Employers and recruitment consultancies are likely to be awash with CVs now and in the coming weeks both from school leavers and graduates looking to begin their careers and, sadly, from candidates who have been made redundant.
I suspect that, with regards to the name on the CV, it could be argued that one could draw conclusions about an applicant's age, social standing or background, not to mention gender or race. The fact is that there are numerous pitfalls which employers need to avoid when engaging in the recruitment process or face the prospect of charges of discrimination being laid at their doors.
Employers break the law if they discriminate against an applicant on grounds relating to age, disability, nationality, race, religion, gender, sexual orientation, status as a married person or civil partner, pregnancy, maternity leave or membership of a trade union.
Therefore, it is essential that bosses put in place some systems and processes to remove the opportunity for wilful or unwitting discrimination.
Produce a shortlist comparing the candidates' details with the criteria they must meet to be considered. Involve colleagues. Conceal details indicating gender, race, age etc.
Beware of questions and topics during interview which may be construed as discriminatory, such as interviewees' intentions regarding starting a family or sexual orientation. Ascertain information about candidates' disabilities under the Disability Discrimination Act, but ensure it does not influence decisions.
Keep notes of what's said during the interview but not your thoughts about the interviewee. These notes may be required at a future date should there be a need to mount a defence against a candidate's allegations of discrimination.
Any tests – e.g. psychometric – within the selection process mustn't discriminate against candidates on grounds of disability or race or gender. All data arising from the selection process must be held securely.

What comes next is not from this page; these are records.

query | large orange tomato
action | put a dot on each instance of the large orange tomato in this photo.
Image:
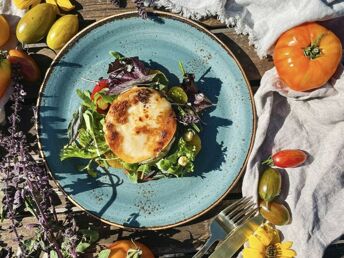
(28, 65)
(120, 249)
(307, 56)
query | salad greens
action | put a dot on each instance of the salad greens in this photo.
(85, 130)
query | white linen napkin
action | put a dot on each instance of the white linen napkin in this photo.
(263, 20)
(12, 15)
(313, 121)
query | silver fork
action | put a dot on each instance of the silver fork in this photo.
(227, 220)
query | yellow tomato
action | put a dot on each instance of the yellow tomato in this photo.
(4, 31)
(5, 75)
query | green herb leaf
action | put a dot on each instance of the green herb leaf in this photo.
(181, 68)
(104, 253)
(160, 77)
(86, 98)
(53, 254)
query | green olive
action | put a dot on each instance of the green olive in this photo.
(35, 24)
(269, 184)
(274, 212)
(62, 31)
(196, 142)
(183, 161)
(178, 95)
(188, 135)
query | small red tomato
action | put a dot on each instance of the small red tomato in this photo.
(289, 158)
(101, 105)
(28, 65)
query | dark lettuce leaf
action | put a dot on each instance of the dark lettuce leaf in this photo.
(119, 88)
(189, 85)
(125, 73)
(197, 99)
(201, 102)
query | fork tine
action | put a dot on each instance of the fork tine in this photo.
(234, 205)
(242, 212)
(247, 216)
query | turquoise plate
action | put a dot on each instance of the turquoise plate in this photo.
(161, 41)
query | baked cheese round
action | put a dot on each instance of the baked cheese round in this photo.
(139, 125)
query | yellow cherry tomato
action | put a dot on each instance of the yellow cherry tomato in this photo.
(4, 31)
(5, 75)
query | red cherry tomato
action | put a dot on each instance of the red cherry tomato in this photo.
(289, 158)
(101, 105)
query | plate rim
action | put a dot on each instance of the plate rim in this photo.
(130, 14)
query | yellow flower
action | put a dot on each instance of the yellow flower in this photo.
(265, 243)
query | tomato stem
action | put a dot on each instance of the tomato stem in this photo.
(313, 51)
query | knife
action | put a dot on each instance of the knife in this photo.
(234, 241)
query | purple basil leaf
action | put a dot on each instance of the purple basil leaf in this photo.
(118, 89)
(201, 102)
(126, 73)
(189, 85)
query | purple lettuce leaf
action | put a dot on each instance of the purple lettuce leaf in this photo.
(125, 73)
(197, 99)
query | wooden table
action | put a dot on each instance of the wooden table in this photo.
(182, 241)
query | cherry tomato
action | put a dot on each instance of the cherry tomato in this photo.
(4, 31)
(28, 66)
(289, 158)
(121, 249)
(5, 75)
(101, 105)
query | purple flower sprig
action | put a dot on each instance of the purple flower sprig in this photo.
(25, 184)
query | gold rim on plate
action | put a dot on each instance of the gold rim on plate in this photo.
(128, 15)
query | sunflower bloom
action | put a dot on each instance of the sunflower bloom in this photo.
(265, 243)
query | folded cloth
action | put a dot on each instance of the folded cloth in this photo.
(12, 15)
(313, 122)
(263, 20)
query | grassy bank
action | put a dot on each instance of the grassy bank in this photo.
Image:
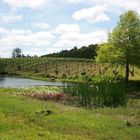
(26, 118)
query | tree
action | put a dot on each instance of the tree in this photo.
(16, 53)
(123, 45)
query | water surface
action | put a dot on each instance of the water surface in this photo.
(16, 82)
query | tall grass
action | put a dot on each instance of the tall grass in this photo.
(110, 94)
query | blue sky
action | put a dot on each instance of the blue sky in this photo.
(45, 26)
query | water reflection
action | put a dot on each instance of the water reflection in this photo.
(16, 82)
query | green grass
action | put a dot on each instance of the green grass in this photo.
(21, 118)
(68, 69)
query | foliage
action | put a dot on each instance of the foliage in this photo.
(83, 52)
(16, 53)
(123, 45)
(111, 94)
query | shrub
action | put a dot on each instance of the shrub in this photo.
(97, 95)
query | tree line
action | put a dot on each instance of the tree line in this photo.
(88, 52)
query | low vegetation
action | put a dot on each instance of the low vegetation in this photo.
(27, 118)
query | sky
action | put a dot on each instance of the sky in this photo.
(41, 27)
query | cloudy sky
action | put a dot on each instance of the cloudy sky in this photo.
(45, 26)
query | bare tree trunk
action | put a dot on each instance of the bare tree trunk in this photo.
(127, 72)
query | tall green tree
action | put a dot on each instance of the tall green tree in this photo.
(16, 53)
(123, 43)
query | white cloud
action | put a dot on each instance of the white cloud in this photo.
(113, 5)
(24, 39)
(93, 15)
(11, 18)
(69, 40)
(25, 3)
(66, 28)
(40, 25)
(3, 31)
(75, 1)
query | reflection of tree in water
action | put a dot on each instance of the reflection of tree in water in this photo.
(2, 67)
(2, 78)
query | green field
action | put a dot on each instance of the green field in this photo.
(24, 118)
(60, 68)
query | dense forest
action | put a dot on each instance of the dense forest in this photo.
(88, 52)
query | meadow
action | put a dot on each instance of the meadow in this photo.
(100, 105)
(27, 118)
(63, 69)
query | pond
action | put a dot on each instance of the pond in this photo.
(16, 82)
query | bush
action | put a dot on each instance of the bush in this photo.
(97, 95)
(64, 76)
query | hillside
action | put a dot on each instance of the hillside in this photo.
(88, 52)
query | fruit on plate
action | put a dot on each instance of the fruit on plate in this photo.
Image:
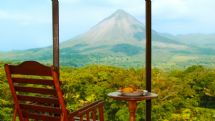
(129, 89)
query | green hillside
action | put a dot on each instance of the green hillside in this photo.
(184, 95)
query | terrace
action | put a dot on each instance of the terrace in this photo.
(148, 64)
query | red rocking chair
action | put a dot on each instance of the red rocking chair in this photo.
(37, 95)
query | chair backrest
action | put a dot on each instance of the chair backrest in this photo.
(36, 92)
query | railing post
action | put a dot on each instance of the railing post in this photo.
(55, 29)
(148, 58)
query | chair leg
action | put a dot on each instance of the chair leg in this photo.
(14, 114)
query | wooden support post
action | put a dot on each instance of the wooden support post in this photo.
(148, 58)
(55, 25)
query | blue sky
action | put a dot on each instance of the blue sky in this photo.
(27, 24)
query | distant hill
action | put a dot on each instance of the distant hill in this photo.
(120, 40)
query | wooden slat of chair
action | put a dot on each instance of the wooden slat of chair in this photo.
(35, 90)
(51, 106)
(47, 100)
(40, 117)
(31, 68)
(33, 81)
(40, 108)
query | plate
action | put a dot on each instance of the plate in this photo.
(136, 93)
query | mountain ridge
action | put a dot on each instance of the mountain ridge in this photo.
(118, 39)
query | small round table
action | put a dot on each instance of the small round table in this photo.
(132, 101)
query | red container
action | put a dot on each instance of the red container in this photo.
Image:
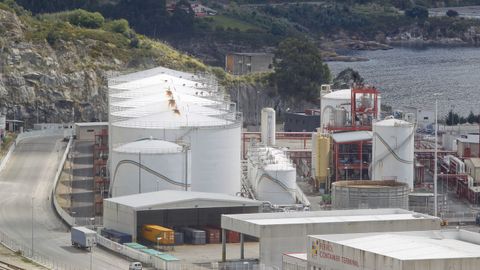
(233, 237)
(212, 235)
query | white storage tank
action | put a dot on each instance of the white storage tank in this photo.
(268, 126)
(149, 165)
(333, 101)
(214, 144)
(393, 151)
(277, 184)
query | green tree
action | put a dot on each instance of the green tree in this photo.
(299, 69)
(83, 18)
(417, 12)
(471, 118)
(346, 78)
(452, 13)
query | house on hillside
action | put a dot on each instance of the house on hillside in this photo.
(244, 63)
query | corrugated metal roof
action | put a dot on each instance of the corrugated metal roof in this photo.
(353, 136)
(393, 123)
(475, 162)
(91, 124)
(470, 138)
(168, 197)
(312, 217)
(424, 245)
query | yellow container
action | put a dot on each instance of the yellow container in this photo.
(158, 234)
(323, 158)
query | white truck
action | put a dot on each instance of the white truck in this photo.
(83, 237)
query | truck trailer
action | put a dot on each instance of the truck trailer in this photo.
(83, 237)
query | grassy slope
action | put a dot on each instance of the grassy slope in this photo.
(104, 42)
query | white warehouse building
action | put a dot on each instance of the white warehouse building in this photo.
(414, 250)
(165, 109)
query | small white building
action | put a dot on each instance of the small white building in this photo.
(86, 131)
(172, 208)
(420, 250)
(286, 232)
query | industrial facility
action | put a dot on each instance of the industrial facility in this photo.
(174, 166)
(280, 233)
(187, 123)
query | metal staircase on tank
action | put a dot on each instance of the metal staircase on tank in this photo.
(246, 188)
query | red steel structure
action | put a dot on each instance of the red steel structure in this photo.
(350, 159)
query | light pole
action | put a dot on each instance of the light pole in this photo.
(92, 222)
(158, 242)
(32, 225)
(435, 174)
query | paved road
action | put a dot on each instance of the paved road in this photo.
(30, 172)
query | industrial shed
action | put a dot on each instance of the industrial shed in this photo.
(172, 208)
(286, 232)
(439, 250)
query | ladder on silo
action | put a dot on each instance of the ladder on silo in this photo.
(246, 189)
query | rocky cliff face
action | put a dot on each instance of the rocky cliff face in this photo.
(36, 79)
(57, 83)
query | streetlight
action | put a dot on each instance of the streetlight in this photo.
(92, 222)
(435, 175)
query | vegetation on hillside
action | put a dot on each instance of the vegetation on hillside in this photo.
(112, 39)
(453, 118)
(299, 70)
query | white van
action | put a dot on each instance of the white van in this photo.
(135, 266)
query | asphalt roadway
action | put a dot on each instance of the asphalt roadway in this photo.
(30, 173)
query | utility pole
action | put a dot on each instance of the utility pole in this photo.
(435, 175)
(32, 225)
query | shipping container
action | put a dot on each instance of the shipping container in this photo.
(116, 236)
(135, 246)
(179, 238)
(194, 236)
(212, 235)
(158, 234)
(233, 237)
(83, 237)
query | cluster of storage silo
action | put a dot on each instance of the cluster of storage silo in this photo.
(168, 132)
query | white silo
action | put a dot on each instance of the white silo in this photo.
(393, 151)
(193, 114)
(214, 144)
(271, 175)
(149, 165)
(268, 126)
(333, 101)
(277, 184)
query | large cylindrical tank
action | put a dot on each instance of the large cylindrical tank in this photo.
(393, 151)
(214, 144)
(332, 101)
(268, 126)
(277, 184)
(149, 165)
(369, 194)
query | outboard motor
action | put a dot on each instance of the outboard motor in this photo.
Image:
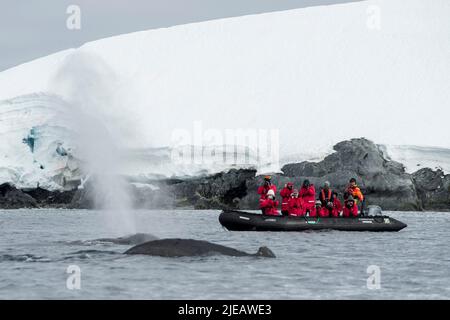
(374, 210)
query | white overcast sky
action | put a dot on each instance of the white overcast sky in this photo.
(30, 29)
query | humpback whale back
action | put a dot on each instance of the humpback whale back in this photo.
(190, 247)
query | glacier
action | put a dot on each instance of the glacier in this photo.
(318, 75)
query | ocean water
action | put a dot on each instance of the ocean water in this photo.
(38, 246)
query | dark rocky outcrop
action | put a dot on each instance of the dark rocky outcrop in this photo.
(433, 189)
(384, 182)
(13, 198)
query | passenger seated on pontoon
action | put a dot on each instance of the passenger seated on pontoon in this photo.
(269, 205)
(350, 208)
(295, 204)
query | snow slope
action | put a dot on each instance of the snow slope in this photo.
(416, 157)
(319, 75)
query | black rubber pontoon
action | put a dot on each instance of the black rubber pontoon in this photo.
(235, 220)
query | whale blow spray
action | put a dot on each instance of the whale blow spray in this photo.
(88, 86)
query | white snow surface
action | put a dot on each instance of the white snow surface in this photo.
(319, 75)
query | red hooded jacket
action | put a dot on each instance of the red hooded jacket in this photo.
(270, 207)
(285, 194)
(308, 196)
(295, 206)
(262, 191)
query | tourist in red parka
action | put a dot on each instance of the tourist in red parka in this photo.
(295, 205)
(308, 195)
(285, 194)
(262, 190)
(269, 205)
(350, 208)
(337, 206)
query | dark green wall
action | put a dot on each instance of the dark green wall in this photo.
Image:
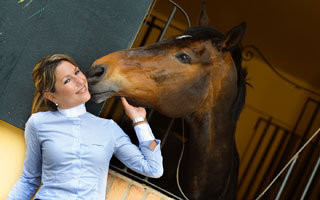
(85, 30)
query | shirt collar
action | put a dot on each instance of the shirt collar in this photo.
(73, 112)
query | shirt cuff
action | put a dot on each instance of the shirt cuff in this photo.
(144, 132)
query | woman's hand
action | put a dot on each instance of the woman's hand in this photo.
(131, 111)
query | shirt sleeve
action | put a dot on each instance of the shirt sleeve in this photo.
(30, 178)
(140, 159)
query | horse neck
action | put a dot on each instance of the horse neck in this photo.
(212, 128)
(213, 164)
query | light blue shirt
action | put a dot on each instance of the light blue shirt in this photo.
(68, 152)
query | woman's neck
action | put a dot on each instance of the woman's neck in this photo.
(74, 111)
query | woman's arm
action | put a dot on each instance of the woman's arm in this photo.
(142, 159)
(30, 178)
(139, 112)
(146, 159)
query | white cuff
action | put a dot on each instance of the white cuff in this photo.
(144, 132)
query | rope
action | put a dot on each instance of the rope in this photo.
(285, 167)
(177, 174)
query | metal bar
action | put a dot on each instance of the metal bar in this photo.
(251, 139)
(273, 162)
(253, 156)
(285, 167)
(310, 179)
(286, 179)
(262, 161)
(299, 172)
(288, 148)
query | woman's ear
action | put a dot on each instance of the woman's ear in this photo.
(49, 96)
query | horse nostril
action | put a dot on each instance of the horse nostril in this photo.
(96, 73)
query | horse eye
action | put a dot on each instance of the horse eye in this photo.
(184, 58)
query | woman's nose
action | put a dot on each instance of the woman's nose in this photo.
(80, 80)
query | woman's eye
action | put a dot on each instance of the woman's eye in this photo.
(67, 81)
(184, 58)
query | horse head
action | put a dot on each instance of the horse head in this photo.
(176, 77)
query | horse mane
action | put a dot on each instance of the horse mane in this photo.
(217, 38)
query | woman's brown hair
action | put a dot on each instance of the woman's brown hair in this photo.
(43, 75)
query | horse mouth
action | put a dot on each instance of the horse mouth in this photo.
(102, 96)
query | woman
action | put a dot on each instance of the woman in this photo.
(69, 149)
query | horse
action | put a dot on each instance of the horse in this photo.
(196, 76)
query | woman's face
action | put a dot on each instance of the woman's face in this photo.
(71, 86)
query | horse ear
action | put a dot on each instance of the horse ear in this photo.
(203, 18)
(234, 37)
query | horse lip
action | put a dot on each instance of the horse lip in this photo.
(102, 96)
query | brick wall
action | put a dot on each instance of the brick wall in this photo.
(122, 188)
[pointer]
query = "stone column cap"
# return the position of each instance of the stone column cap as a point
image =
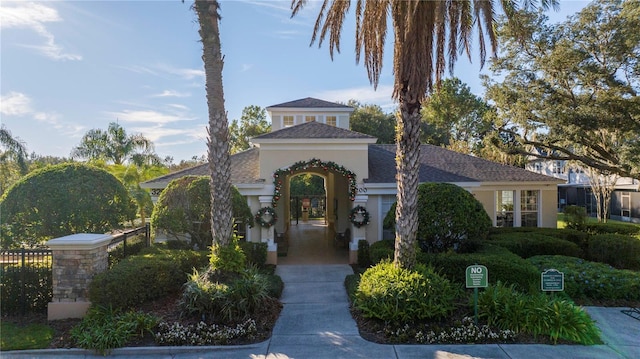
(80, 241)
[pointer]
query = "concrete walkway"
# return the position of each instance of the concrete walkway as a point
(316, 323)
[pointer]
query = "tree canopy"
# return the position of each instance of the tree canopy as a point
(253, 122)
(61, 200)
(571, 89)
(115, 146)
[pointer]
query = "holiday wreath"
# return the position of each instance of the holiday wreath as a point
(268, 212)
(359, 216)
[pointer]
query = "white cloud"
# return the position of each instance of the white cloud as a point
(34, 16)
(148, 116)
(15, 104)
(172, 93)
(365, 95)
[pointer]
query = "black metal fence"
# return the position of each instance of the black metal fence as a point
(128, 242)
(26, 284)
(25, 280)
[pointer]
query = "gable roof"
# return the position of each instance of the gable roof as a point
(310, 102)
(439, 164)
(245, 168)
(313, 129)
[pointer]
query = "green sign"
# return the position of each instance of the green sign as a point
(477, 276)
(552, 281)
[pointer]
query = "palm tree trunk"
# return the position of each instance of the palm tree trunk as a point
(218, 130)
(407, 160)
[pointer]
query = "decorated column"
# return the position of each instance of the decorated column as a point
(359, 218)
(265, 218)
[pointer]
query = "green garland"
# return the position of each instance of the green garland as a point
(353, 216)
(280, 174)
(260, 217)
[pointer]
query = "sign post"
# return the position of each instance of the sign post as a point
(477, 276)
(552, 280)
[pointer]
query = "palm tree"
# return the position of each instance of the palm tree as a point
(218, 136)
(114, 145)
(12, 153)
(428, 35)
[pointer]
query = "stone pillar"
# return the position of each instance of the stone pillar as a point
(266, 234)
(76, 259)
(357, 233)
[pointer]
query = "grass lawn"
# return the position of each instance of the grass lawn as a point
(31, 336)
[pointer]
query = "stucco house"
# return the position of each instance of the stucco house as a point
(312, 136)
(575, 188)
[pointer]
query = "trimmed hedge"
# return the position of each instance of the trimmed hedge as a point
(138, 279)
(617, 250)
(532, 244)
(501, 264)
(571, 235)
(613, 227)
(591, 281)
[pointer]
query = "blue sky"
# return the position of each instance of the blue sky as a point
(70, 66)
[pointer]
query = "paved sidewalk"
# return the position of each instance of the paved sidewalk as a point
(316, 323)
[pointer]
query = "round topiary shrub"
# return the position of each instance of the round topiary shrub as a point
(184, 207)
(60, 200)
(391, 293)
(449, 218)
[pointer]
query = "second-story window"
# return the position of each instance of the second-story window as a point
(287, 121)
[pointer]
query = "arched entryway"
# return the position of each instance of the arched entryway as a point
(311, 238)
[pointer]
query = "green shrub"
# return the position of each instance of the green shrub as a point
(225, 297)
(613, 228)
(395, 294)
(37, 292)
(449, 218)
(590, 281)
(571, 235)
(255, 253)
(364, 256)
(382, 250)
(576, 217)
(501, 264)
(531, 244)
(617, 250)
(184, 207)
(58, 200)
(138, 279)
(104, 329)
(228, 258)
(536, 314)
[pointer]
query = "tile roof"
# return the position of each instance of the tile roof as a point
(310, 102)
(245, 168)
(313, 129)
(438, 164)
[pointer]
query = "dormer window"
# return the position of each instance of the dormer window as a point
(287, 121)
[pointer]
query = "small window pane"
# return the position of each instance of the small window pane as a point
(287, 120)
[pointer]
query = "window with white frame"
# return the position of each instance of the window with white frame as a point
(558, 167)
(504, 208)
(385, 205)
(529, 208)
(287, 121)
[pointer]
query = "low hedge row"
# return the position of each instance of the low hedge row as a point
(592, 282)
(148, 276)
(502, 266)
(532, 244)
(617, 250)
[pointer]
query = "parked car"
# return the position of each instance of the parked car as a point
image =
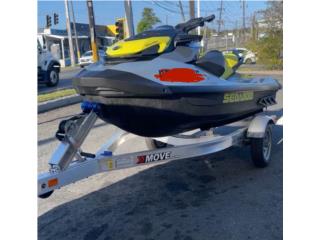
(248, 56)
(235, 52)
(48, 67)
(86, 58)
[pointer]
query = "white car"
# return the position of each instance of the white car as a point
(248, 56)
(86, 58)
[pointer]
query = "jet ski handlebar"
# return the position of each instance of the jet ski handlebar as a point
(194, 23)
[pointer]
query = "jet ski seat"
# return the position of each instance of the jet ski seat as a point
(213, 62)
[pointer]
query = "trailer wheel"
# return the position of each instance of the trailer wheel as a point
(261, 149)
(154, 144)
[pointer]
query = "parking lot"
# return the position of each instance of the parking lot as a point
(222, 196)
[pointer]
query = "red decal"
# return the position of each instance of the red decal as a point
(141, 159)
(179, 75)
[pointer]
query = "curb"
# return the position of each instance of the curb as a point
(61, 102)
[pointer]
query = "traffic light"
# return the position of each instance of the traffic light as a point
(55, 18)
(48, 24)
(120, 28)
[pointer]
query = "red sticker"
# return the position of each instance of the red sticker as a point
(179, 75)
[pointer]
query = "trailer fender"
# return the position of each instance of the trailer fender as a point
(258, 126)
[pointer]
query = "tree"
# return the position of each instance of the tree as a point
(149, 19)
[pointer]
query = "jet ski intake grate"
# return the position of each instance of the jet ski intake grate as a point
(267, 101)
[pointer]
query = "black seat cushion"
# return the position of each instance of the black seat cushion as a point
(212, 62)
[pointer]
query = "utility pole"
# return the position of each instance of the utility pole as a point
(73, 62)
(75, 30)
(129, 17)
(94, 48)
(198, 15)
(244, 19)
(191, 8)
(181, 10)
(220, 17)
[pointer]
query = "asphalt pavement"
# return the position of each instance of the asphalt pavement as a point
(64, 83)
(222, 196)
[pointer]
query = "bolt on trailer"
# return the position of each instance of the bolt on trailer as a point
(70, 164)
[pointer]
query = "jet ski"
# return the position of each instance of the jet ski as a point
(155, 84)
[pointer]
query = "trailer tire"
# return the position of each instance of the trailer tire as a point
(154, 144)
(261, 149)
(52, 77)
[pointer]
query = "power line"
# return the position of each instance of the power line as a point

Following interview, benchmark the candidates in a non-discriminatory fashion. Once a candidate has been deemed successful - and back-ups identified in case of refusal - make checks, including qualifications, references and right to work.
Draft the offer letter highlighting terms & conditions and include any conditional criteria, e.g. the offer is subject to a probationary period or medical examination (which must be demanded of all prospective employees).
Managers should remember that a company's positive reputation is vital. A company whose reputation becomes tarnished by charges of discrimination being laid at its door could find that candidates discriminate against it when it is seeking employees.